East Midlands CDM Update - Lincoln
Tuesday, April 15, 2008
Thirty Five members and guests attended the presentation on CDM 2007 given by Principal Construction Inspector Mrs Pearson of the Health and Safety Executive Midlands’ Area. Mrs Pearson, a resident of Lincolnshire is responsible for the County areas of Lincolnshire, Leicestershire, Nottinghamshire, Derbyshire and Rutland (Thought she did stress that she was still looking for something to inspect in Rutland), running a team of 12 inspectors and technical inspectors.
She illustrated and described the overall regulations briefly, explaining the emphasis that the HSE were placing on the interpretation, encouraging Clients, Contractors, Sub-Contractors and the workforce to properly communicate. Above all she stressed the regulations were not a paper generating procedure, organisations had to decide for themselves what records they needed to keep, to comply with legislation, however CDM required three documents which she and her colleagues’ would seek out as evidence of a well managed site.
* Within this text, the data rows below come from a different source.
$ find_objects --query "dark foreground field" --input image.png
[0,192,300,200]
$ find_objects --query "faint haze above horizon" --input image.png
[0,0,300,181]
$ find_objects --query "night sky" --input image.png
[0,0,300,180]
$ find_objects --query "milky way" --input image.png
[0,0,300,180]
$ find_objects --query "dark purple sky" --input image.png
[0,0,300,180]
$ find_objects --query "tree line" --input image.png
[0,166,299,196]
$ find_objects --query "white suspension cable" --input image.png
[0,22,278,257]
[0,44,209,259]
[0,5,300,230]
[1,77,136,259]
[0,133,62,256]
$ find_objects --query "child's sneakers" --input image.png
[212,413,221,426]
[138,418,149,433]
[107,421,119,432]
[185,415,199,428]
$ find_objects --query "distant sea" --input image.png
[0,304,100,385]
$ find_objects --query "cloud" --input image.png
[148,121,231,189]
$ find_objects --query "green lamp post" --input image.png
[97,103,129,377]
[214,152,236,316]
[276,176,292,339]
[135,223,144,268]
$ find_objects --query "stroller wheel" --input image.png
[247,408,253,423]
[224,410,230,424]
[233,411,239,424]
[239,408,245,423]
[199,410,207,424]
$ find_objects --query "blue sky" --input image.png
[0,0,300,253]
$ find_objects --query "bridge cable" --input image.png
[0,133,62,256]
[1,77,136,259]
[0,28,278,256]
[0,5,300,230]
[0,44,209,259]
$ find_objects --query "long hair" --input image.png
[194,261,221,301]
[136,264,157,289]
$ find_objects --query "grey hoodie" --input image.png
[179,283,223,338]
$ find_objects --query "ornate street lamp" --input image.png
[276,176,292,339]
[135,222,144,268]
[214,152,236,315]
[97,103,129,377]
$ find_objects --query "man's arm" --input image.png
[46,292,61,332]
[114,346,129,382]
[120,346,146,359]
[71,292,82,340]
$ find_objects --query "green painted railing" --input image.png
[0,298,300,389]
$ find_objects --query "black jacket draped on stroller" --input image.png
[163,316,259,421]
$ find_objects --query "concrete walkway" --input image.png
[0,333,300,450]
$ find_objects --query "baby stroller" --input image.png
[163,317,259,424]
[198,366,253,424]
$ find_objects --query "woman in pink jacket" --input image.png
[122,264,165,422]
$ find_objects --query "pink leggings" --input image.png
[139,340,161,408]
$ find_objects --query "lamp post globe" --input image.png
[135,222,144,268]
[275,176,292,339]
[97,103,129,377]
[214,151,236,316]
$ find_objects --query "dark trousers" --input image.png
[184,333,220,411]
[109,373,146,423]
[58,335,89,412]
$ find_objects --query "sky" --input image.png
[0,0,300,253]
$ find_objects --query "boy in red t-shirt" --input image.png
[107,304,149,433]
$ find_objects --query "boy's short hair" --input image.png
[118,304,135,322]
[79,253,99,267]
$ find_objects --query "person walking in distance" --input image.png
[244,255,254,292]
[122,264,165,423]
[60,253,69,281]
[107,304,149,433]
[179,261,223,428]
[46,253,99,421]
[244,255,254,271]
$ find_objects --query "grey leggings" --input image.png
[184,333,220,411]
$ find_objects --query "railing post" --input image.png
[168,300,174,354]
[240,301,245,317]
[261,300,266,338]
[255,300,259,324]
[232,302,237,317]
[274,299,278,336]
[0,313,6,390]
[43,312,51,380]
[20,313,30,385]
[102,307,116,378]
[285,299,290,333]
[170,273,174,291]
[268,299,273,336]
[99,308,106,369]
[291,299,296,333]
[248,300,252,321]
The F10 notification, the Construction Phase Plan and the Project Plan as evidence of management control at all levels.
The key aims of CDM 2007 is to integrate Health & Safety into the management of a project, improving the planning and management from the outset, identifying risk early on, targeting efforts into where they can do the most good in terms of Health & Safety, and discouraging unnecessary bureaucracy. Health & Safety should be an essential but normal part of a projects development, not an afterthought or bolt on.
The CDM coordinator was defined as possibly not a single individual, but a role equipped with suitable experience at each phase of the project, and should be experienced professionals recruited from the industry.
Welfare was a mandatory provision on all modifiable sites, prior to work starting, as Principle Inspector Pearson stated we are now in the 21st Century, failure to provide will result in a prohibition being raised. Evidence historically points to better provision of Welfare inducing a more proactive attitude to Health and Safety on sites.
Question time revealed that the Designers were not directly covered by CDM; however they were tasked with ensuring there was one safe method of undertaking construction and this was accurately detailed on the drawings. The method does not have to be the most cost effective.
A further question revealed the HSE were accompanying local Building Control inspectors to visit small contractors as a method of improving the attitudes and awareness of dangers and how to control them as an ongoing theme.
In summary CDM will help you to improve Health & Safety in the industry and ensure the right people are in the right place at the right time to manage the risks on site. The focus should be on effective planning and management of risk starting with the clients, managing the actual risks not production of paperwork.
CDM 2007 is applicable to all construction projects of 30 days duration or over, and or 500 man hours or more.